I zoomed out, allowing my eyes to take in more of the scene. Tied to a rope, hanging from the eaves of the barn was a medium sized blue rubber ball. And as if on cue, the donkey obediently switched gears, reeling in it's manhood and playfully head butting the toy ball.

Which brings us back to the squirrel. I stood there in the backyard perplexed. Quickly ushered the dog into the house. Quickly jumped on the computer to try to google an answer. Seems as if this isn't quite the birthing season for squirrels and they commonly deliver a litter in a tree nest. So I'm still about as confused as I was when I started. I don't know, the best I can come up with is maybe it is the squirrel that has hemorrhoids.

8 comments:

Jenny said...

Hahaha!!! I happen to be the only person I know who LOVES those little creatures. Have you seen the video of the squirrel on waterskis? Perhaps he just needs a little more fiber in his diet. Is he exclusively eating acorns, or perhaps he has found something delectable in your garden...?
BTW Kudos to you for telling it like it is to your tiny ones... I don't know how you didn't fall over laughing!!

Stefanie said...

Luckily you were at a relatively clean donkey show. Not that I would know of any other kind...

'That Girl' said...

LOL. Girl, you are too funny. I respect the hell out of all of you hip parents that have taught your children the proper names for their private parts. I am not one of you. We still have pee-pee's and tally-whackers, and we're not real sure what mommy and other girls have.. Yes, I said "tally-whackers", I don't know where the hell that one came from, or why exactly it's more desirable to 'penis', but it makes me cringe less.
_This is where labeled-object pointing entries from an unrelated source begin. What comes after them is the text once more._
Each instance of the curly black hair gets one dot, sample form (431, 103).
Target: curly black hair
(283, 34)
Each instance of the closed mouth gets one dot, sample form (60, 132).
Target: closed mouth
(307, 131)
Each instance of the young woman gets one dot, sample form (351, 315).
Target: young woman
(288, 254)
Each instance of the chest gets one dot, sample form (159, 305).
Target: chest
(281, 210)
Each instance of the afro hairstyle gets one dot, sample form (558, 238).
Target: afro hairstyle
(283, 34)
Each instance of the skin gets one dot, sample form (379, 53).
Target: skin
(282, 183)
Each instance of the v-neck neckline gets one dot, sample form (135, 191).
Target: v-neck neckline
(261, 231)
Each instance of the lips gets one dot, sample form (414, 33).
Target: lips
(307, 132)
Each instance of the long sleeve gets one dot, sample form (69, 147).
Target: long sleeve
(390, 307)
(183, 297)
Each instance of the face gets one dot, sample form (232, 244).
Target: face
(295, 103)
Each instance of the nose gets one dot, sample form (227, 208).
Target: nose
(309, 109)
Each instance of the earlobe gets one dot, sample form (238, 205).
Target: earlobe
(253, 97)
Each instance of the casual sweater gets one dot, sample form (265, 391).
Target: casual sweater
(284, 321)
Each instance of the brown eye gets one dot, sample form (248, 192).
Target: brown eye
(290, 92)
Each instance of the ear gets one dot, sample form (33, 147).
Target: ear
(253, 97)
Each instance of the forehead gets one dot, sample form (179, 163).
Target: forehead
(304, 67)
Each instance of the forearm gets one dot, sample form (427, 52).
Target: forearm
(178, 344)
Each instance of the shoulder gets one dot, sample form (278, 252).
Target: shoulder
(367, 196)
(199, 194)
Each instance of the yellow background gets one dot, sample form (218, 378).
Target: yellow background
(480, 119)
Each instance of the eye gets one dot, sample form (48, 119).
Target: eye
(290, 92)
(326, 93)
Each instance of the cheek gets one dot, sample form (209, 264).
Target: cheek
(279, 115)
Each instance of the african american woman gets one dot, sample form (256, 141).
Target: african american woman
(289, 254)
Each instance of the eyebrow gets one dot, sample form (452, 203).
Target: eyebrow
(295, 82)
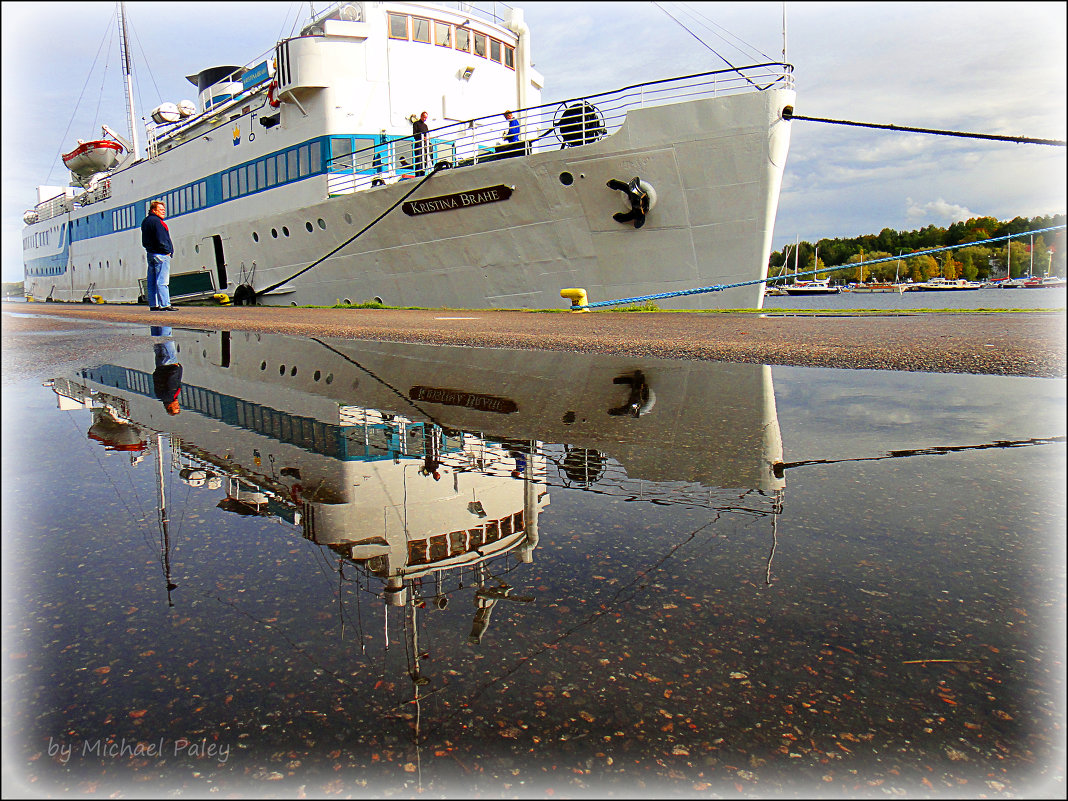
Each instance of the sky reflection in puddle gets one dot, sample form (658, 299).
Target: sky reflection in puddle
(359, 568)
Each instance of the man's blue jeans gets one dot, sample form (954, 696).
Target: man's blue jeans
(159, 276)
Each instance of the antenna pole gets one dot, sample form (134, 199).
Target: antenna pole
(784, 34)
(128, 72)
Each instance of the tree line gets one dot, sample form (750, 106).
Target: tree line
(1038, 255)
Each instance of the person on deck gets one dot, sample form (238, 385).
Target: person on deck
(512, 135)
(421, 150)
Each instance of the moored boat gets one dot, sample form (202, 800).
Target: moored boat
(876, 287)
(943, 284)
(296, 179)
(1048, 282)
(816, 286)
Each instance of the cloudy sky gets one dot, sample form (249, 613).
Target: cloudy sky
(983, 67)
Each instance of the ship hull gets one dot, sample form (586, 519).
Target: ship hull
(715, 168)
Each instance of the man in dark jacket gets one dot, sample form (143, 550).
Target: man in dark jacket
(156, 238)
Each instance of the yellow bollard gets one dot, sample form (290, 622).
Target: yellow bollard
(578, 298)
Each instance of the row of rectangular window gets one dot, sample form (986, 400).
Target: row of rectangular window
(457, 543)
(298, 162)
(457, 37)
(364, 155)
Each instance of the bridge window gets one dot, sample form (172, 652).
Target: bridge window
(398, 26)
(464, 40)
(442, 34)
(420, 30)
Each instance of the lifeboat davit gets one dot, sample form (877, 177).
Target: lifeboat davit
(89, 158)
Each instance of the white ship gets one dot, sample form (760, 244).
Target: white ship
(295, 179)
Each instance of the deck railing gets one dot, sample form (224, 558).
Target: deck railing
(550, 126)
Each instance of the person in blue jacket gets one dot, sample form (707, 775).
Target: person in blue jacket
(156, 238)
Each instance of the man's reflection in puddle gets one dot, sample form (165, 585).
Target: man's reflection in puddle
(167, 377)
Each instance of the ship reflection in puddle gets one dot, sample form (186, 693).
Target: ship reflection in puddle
(473, 553)
(423, 469)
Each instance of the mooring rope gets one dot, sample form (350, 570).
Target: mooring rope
(721, 287)
(366, 228)
(787, 114)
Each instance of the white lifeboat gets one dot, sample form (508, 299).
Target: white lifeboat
(92, 157)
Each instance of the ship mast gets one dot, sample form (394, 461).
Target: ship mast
(124, 52)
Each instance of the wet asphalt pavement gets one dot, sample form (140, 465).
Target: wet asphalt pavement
(1011, 344)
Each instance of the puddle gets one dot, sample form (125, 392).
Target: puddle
(368, 568)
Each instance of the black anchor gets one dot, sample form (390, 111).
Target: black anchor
(639, 202)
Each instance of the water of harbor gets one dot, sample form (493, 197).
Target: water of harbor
(964, 299)
(351, 568)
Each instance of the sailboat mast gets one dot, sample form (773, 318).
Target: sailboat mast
(128, 73)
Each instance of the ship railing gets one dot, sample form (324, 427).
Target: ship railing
(570, 123)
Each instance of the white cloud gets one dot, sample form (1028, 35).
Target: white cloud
(939, 211)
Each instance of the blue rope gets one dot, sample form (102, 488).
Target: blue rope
(721, 287)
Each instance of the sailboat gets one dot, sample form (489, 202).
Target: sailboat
(813, 286)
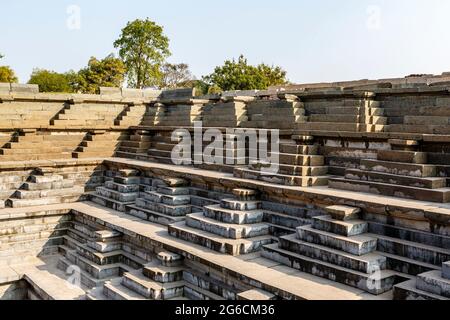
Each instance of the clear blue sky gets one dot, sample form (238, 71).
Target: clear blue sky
(320, 40)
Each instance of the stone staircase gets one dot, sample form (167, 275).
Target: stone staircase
(284, 113)
(355, 114)
(432, 285)
(399, 172)
(88, 115)
(231, 112)
(45, 187)
(336, 247)
(165, 201)
(121, 190)
(98, 255)
(299, 165)
(137, 146)
(234, 227)
(33, 145)
(132, 115)
(99, 143)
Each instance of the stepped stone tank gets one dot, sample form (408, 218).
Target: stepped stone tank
(359, 204)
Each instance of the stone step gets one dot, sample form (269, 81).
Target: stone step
(107, 202)
(114, 290)
(299, 149)
(21, 203)
(116, 195)
(216, 243)
(240, 205)
(137, 282)
(368, 263)
(170, 259)
(441, 195)
(63, 184)
(343, 213)
(446, 270)
(163, 274)
(346, 118)
(357, 245)
(399, 168)
(281, 179)
(292, 170)
(27, 195)
(171, 200)
(376, 283)
(344, 228)
(402, 156)
(226, 230)
(412, 250)
(218, 213)
(152, 216)
(407, 291)
(174, 211)
(371, 176)
(406, 265)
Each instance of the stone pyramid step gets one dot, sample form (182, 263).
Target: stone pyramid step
(376, 283)
(417, 182)
(282, 179)
(217, 243)
(441, 195)
(240, 205)
(433, 282)
(226, 230)
(171, 200)
(412, 250)
(402, 156)
(175, 211)
(114, 290)
(169, 259)
(344, 228)
(137, 282)
(367, 263)
(299, 149)
(446, 270)
(163, 274)
(117, 195)
(152, 216)
(357, 245)
(407, 291)
(218, 213)
(343, 213)
(399, 168)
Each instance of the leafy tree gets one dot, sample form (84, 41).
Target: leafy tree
(143, 48)
(7, 75)
(51, 81)
(239, 75)
(176, 76)
(109, 72)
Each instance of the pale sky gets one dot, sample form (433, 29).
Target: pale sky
(320, 40)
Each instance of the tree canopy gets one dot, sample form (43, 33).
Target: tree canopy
(7, 75)
(51, 81)
(109, 72)
(239, 75)
(176, 76)
(143, 47)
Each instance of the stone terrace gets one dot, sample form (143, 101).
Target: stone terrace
(358, 210)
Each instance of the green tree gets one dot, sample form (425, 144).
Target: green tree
(176, 76)
(143, 48)
(109, 72)
(7, 75)
(239, 75)
(51, 81)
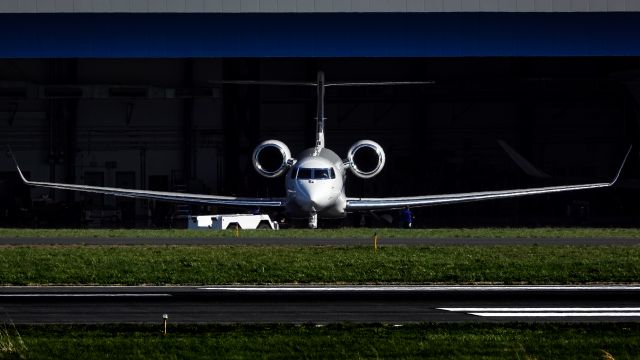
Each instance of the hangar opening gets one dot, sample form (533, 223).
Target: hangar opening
(146, 109)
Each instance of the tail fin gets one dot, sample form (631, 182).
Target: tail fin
(523, 163)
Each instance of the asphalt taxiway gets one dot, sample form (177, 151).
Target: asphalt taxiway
(288, 241)
(320, 304)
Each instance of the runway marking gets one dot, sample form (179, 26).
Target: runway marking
(83, 295)
(416, 288)
(550, 312)
(559, 314)
(542, 309)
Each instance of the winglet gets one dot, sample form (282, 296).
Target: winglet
(10, 153)
(621, 166)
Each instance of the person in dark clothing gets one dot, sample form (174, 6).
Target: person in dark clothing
(406, 218)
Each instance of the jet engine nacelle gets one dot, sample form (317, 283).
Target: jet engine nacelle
(366, 159)
(271, 158)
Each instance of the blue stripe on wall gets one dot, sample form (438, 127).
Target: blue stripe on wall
(319, 35)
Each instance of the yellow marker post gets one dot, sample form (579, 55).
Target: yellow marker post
(165, 318)
(375, 241)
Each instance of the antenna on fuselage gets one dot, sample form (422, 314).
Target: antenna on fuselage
(320, 112)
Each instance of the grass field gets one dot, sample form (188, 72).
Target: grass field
(330, 233)
(159, 265)
(423, 341)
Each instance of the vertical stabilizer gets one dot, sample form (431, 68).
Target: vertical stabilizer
(320, 113)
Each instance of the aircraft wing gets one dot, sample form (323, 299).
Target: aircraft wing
(359, 204)
(160, 195)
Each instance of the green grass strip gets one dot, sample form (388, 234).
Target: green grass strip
(422, 341)
(134, 265)
(329, 233)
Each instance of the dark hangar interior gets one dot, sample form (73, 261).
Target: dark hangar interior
(165, 123)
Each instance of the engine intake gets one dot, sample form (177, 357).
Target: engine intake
(366, 159)
(271, 158)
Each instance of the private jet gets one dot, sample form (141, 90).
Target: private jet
(315, 178)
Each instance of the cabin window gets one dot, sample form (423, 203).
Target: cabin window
(305, 174)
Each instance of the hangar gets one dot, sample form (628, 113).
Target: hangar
(125, 94)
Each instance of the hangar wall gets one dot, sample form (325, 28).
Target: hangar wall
(571, 117)
(123, 93)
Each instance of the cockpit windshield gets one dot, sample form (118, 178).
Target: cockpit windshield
(317, 174)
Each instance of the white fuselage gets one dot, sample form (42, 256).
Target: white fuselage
(315, 185)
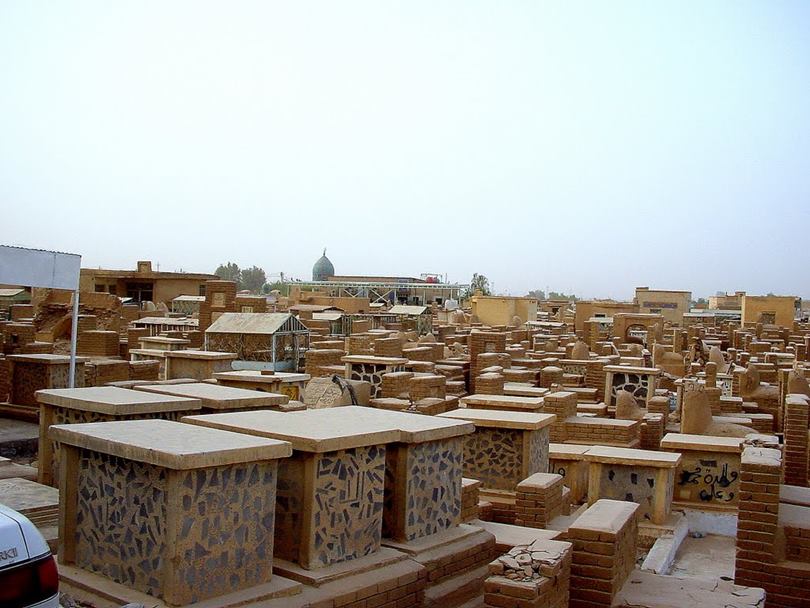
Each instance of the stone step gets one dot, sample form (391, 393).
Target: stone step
(458, 589)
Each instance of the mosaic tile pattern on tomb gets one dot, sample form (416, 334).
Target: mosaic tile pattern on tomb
(225, 531)
(631, 484)
(348, 505)
(708, 478)
(538, 451)
(495, 457)
(372, 373)
(633, 383)
(121, 520)
(433, 487)
(223, 535)
(63, 415)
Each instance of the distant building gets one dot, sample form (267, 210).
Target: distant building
(770, 310)
(330, 289)
(672, 304)
(144, 284)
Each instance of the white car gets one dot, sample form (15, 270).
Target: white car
(28, 575)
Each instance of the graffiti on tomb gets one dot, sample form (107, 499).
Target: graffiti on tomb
(715, 481)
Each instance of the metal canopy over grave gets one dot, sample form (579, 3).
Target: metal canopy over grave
(260, 340)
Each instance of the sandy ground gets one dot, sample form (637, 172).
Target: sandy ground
(710, 557)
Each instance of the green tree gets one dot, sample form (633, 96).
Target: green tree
(229, 272)
(252, 279)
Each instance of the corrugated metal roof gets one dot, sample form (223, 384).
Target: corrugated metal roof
(404, 309)
(255, 323)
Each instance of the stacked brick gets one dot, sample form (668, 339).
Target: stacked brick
(489, 384)
(563, 404)
(220, 296)
(531, 576)
(396, 384)
(604, 540)
(388, 347)
(797, 412)
(651, 431)
(319, 361)
(761, 544)
(483, 342)
(360, 344)
(470, 489)
(538, 500)
(98, 343)
(596, 431)
(148, 369)
(99, 373)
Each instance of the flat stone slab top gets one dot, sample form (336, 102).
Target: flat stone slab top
(519, 389)
(115, 401)
(629, 456)
(529, 403)
(648, 589)
(28, 497)
(339, 428)
(251, 375)
(374, 360)
(701, 443)
(567, 451)
(203, 355)
(502, 419)
(632, 369)
(214, 396)
(172, 445)
(605, 515)
(45, 359)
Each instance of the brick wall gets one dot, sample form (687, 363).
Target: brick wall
(604, 540)
(761, 544)
(98, 343)
(538, 500)
(796, 448)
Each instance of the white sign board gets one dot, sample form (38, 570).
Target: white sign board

Usually I say "tally" for short. (feel free to laugh amongst yourselves). Anyway, I still haven't gotten around to the birds and bees talk w/ my 5yr old (shocking huh?) and we were watching a show about crocodiles and of course they had to show us crocodiles mating and he says "what are they doing" and I'm all "I don't know? hmm..wrestling?" and he sits there quiet for a minute and then he says "I think they might have a baby egg soon" and I'm all speechless w/ eyes bulging and vomit threatening to come up and he gets off the couch and returns to his trains.
Hi, my name is that girl, and I'm a terrible mom that's letting Animal planet teacher her son about sex.

blunoz said...

Hi, Came over from your comment on BHJ's blog. Great story! Thanks for the laugh.

We recently watched "The Man with One Red Shoe" with our 7 and 4 year old boys. Although it's a great movie, it probably wasn't the best choice for our boys. When Carrie Fisher was wearing a leopard print bikini trying to seduce Tom Hanks in bed and making monkey noises, my 7 year old asked what they were doing. Uhhhh... they're playing a game. What's the name of the game they're playing? Uhhhh... Tarzan.

Black Hockey Jesus said...

One time we were in this state park and traffic was going slow because a burro was just standing in the road. This burro had a huge 2 foot boner and me & Jackson still get hysterical about it. It was so awesome.